Even unauthenticated cybercriminals might run malicious PHP code and hijack computers thanks to a couple of vulnerabilities in the web control panel of the IT monitoring system Icinga. Two path traversal flaws and a vulnerability that allows arbitrary PHP code to be executed from the administrator interface were recently addressed as web-related vulnerabilities uncovered by security researchers at SonarSource.
CVE-2022-24716 is a route traversal problem in Icinga Web 2, whereas CVE-2022-24715 is a second path traversal bug that also takes advantage of PHP’s behavior while verifying an SSH key with a NULL byte. The OpenSSL core extension contains the PHP vulnerability.
According to SonarSource, these vulnerabilities may easily be linked together to exploit a system. Patches are available, and Icinga Web versions 2.8.6, 2.9.6, and 2.10 should be updated. Users should update their installation and rotate their credentials as an added precaution.
Icinga is an open-source IT monitoring system that includes several plugins that may be used to track network traffic, disk space, and services on monitored hosts. The faults in the web management panel for the technology, known as Icinga Web 2, are the source of the vulnerabilities.
Due to the path traversal vulnerability, attackers might read the contents of any local system files exposed to the webserver user, including icingaweb2 configuration files containing database credentials. The CVE-2022-24715 issue allows arbitrary PHP code to be executed from the administrator interface.

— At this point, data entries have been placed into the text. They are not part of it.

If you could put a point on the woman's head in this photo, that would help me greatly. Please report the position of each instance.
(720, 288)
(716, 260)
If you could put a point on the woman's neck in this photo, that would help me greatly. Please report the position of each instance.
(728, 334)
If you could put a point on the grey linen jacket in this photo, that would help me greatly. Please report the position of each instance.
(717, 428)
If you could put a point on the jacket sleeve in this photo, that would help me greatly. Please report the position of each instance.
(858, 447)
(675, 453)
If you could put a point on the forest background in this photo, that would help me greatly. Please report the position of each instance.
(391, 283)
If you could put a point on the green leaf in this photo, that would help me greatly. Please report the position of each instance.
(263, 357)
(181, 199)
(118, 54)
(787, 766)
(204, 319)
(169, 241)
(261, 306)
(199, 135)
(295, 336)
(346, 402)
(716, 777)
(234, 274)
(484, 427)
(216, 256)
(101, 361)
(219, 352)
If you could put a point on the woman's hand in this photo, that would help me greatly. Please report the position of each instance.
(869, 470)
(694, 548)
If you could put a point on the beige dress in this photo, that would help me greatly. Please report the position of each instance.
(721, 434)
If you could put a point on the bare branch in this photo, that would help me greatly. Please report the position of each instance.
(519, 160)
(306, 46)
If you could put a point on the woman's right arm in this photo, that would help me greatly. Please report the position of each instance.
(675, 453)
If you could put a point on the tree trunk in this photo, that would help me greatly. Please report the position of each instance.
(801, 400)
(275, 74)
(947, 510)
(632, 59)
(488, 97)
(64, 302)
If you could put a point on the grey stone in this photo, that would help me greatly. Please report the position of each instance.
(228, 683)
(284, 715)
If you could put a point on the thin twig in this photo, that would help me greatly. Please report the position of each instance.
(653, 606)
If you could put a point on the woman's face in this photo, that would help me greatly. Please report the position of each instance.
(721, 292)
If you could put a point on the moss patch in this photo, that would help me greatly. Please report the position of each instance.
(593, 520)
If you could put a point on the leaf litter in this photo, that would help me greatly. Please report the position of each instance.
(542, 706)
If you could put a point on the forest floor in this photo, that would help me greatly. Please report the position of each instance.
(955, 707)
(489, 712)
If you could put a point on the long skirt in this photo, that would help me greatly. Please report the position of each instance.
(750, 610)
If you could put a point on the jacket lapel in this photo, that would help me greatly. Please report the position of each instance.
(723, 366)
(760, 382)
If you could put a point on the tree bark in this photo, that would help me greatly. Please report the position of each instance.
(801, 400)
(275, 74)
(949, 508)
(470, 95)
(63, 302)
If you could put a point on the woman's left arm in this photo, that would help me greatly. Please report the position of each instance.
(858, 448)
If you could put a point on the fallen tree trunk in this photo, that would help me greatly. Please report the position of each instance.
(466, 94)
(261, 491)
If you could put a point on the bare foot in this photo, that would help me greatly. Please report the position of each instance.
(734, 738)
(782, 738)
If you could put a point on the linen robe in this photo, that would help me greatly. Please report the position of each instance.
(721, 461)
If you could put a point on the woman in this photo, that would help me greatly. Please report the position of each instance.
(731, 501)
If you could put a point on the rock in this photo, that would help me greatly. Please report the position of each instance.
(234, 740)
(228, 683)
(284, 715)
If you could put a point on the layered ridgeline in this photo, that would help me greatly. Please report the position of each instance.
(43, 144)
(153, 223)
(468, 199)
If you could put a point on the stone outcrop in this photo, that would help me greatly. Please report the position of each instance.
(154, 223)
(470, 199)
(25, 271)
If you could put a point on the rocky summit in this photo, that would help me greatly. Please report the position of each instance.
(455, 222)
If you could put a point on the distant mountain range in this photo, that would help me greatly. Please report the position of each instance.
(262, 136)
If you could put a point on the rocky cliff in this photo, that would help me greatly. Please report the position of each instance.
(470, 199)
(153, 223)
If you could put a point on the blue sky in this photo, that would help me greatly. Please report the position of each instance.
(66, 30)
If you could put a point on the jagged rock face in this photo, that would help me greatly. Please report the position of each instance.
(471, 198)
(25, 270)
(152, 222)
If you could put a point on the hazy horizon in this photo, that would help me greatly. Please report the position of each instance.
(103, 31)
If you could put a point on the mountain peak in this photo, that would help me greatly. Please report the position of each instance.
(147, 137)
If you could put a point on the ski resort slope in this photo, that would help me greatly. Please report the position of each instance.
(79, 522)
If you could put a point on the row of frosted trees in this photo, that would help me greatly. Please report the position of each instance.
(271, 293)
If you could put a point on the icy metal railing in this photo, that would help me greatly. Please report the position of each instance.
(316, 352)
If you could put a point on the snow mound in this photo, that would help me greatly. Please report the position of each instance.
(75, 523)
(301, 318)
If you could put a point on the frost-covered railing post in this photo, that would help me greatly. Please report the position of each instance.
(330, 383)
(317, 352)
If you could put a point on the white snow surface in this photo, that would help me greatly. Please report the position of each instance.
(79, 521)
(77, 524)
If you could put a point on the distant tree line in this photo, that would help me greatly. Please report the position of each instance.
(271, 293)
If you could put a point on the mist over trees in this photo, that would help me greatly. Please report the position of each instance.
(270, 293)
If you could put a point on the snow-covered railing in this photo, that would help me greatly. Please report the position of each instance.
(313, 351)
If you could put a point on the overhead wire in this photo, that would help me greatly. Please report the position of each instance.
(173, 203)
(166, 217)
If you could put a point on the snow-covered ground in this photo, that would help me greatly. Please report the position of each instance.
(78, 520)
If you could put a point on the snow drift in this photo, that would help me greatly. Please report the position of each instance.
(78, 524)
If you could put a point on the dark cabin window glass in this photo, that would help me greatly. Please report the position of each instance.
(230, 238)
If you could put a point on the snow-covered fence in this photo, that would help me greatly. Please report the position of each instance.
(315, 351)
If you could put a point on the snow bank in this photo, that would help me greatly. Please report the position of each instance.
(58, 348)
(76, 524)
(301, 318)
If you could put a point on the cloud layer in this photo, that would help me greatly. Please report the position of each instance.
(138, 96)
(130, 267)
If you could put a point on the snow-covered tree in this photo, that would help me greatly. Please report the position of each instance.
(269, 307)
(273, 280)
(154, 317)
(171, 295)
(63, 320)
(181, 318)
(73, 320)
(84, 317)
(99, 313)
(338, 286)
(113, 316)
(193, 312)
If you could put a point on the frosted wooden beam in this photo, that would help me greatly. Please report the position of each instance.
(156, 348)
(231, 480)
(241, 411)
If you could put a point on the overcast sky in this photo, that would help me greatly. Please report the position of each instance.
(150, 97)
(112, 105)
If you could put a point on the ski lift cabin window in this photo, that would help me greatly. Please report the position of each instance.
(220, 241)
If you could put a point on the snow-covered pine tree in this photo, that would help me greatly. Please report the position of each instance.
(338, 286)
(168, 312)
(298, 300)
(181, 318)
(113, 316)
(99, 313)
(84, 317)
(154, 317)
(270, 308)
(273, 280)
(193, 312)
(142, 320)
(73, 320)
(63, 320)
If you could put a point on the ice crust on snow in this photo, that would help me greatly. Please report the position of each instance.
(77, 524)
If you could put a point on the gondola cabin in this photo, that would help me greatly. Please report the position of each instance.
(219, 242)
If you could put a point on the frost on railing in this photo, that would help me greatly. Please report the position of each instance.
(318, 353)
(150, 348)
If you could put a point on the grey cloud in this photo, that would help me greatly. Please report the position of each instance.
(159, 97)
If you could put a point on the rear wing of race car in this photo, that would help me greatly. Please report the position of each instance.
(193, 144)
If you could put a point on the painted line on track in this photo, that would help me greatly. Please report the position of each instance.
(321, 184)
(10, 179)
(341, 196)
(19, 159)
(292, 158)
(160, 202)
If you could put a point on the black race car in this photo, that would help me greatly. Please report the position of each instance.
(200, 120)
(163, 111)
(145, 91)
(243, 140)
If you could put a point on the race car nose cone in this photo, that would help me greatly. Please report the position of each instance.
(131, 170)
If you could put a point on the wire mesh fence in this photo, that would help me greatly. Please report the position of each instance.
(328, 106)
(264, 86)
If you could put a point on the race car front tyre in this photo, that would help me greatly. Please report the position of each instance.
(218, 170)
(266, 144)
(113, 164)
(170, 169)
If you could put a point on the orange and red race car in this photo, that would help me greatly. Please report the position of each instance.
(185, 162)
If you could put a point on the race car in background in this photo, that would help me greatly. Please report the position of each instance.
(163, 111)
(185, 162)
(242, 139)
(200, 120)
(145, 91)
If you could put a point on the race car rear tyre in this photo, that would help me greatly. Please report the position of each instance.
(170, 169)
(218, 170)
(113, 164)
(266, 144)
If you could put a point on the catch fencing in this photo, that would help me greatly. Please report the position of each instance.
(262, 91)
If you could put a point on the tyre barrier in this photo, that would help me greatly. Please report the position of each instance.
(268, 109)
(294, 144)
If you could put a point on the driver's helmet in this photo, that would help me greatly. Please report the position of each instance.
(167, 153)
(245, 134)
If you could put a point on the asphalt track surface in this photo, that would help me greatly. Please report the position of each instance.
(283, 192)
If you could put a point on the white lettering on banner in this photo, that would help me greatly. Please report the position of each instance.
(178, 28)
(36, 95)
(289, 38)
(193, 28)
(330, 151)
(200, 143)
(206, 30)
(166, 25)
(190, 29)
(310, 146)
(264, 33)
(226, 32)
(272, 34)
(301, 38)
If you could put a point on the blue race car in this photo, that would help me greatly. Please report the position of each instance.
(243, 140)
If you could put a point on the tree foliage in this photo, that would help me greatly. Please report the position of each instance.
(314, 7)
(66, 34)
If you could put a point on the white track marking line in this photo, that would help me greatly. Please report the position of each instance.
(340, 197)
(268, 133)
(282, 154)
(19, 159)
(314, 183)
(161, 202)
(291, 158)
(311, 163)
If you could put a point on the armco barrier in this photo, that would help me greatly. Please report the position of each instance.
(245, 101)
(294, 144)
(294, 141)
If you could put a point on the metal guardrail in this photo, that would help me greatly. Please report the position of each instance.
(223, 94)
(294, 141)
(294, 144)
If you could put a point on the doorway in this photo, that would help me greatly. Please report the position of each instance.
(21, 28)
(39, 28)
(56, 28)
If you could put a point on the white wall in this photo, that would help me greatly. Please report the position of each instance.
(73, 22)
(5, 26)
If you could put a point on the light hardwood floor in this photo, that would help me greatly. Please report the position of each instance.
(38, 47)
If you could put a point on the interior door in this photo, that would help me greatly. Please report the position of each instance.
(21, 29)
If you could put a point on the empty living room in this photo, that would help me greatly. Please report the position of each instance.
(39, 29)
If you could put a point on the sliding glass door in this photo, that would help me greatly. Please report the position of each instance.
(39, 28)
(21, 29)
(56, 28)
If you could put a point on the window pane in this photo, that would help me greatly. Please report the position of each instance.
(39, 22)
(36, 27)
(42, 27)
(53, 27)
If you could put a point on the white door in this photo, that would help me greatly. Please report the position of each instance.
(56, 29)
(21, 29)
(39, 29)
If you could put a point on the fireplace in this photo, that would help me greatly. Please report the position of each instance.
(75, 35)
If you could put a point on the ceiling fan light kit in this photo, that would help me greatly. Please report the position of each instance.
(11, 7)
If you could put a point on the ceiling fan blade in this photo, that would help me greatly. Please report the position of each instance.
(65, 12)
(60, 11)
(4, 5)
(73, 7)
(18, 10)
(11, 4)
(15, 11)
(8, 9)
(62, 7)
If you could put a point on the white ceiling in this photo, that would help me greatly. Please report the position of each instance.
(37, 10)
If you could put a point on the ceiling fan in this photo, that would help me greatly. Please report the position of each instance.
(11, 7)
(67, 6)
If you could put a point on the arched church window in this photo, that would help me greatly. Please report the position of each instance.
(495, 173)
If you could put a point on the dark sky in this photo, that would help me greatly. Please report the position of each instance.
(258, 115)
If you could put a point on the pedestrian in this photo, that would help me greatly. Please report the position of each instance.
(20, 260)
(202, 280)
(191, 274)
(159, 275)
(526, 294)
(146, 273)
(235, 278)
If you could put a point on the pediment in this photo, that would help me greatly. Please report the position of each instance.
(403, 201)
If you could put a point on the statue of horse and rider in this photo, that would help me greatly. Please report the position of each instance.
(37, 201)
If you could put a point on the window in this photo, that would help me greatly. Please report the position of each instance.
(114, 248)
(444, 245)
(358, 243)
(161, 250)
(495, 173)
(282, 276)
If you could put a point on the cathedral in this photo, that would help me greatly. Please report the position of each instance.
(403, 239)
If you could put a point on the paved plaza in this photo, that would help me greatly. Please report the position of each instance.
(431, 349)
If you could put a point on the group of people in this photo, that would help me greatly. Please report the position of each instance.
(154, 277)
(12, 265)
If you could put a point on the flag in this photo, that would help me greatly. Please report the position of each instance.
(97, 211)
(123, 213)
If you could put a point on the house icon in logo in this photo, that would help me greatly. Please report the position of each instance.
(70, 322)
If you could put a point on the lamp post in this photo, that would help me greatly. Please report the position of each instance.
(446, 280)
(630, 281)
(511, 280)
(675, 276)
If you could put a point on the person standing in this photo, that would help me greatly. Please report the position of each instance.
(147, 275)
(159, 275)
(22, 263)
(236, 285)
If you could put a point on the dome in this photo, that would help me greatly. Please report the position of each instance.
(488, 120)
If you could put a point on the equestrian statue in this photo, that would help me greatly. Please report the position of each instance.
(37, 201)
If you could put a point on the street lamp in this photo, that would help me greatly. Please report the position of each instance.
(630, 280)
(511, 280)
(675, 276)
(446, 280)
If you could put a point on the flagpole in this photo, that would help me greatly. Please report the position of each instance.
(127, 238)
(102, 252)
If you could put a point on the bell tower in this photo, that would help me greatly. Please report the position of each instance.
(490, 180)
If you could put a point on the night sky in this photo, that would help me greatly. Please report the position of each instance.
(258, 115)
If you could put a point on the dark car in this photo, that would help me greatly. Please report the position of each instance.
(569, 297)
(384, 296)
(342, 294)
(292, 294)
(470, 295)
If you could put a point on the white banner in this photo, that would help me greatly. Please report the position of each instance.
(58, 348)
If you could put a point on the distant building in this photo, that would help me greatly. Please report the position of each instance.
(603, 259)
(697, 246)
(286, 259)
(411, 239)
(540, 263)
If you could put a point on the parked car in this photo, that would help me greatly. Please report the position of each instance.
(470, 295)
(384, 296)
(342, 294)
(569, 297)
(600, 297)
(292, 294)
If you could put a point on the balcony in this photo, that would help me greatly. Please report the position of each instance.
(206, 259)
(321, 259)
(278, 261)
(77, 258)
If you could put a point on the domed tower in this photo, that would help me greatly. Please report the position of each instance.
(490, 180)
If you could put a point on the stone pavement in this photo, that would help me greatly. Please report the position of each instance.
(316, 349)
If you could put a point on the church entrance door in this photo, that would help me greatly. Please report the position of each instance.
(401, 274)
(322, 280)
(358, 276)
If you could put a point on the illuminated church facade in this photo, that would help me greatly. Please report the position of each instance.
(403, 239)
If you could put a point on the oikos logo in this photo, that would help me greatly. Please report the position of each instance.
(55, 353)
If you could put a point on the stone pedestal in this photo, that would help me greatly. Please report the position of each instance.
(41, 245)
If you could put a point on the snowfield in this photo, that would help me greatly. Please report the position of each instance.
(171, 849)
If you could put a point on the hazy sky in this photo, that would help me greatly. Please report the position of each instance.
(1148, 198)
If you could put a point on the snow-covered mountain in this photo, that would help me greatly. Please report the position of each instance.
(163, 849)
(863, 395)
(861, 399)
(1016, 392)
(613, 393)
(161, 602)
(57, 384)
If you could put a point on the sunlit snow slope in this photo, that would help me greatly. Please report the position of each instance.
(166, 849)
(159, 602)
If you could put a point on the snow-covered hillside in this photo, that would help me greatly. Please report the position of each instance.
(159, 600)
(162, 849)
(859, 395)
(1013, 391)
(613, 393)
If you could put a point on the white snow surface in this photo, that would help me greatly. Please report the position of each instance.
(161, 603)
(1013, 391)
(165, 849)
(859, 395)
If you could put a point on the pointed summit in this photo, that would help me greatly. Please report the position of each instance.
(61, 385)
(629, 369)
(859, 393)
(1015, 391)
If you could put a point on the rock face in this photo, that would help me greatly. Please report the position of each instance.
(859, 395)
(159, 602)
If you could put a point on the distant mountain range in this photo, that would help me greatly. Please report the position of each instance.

According to the latest technical blog post by SonarSource, the two vulnerabilities can “easily [be] chained [together] to compromise the server from an unauthenticated position if the attacker can reach the database by first disclosing configuration files and modifying the administrator’s password.”
SonarSource was questioned whether the vulnerabilities had been exploited in the wild and what lessons its discoveries may teach other software developers. However, no response has yet been received.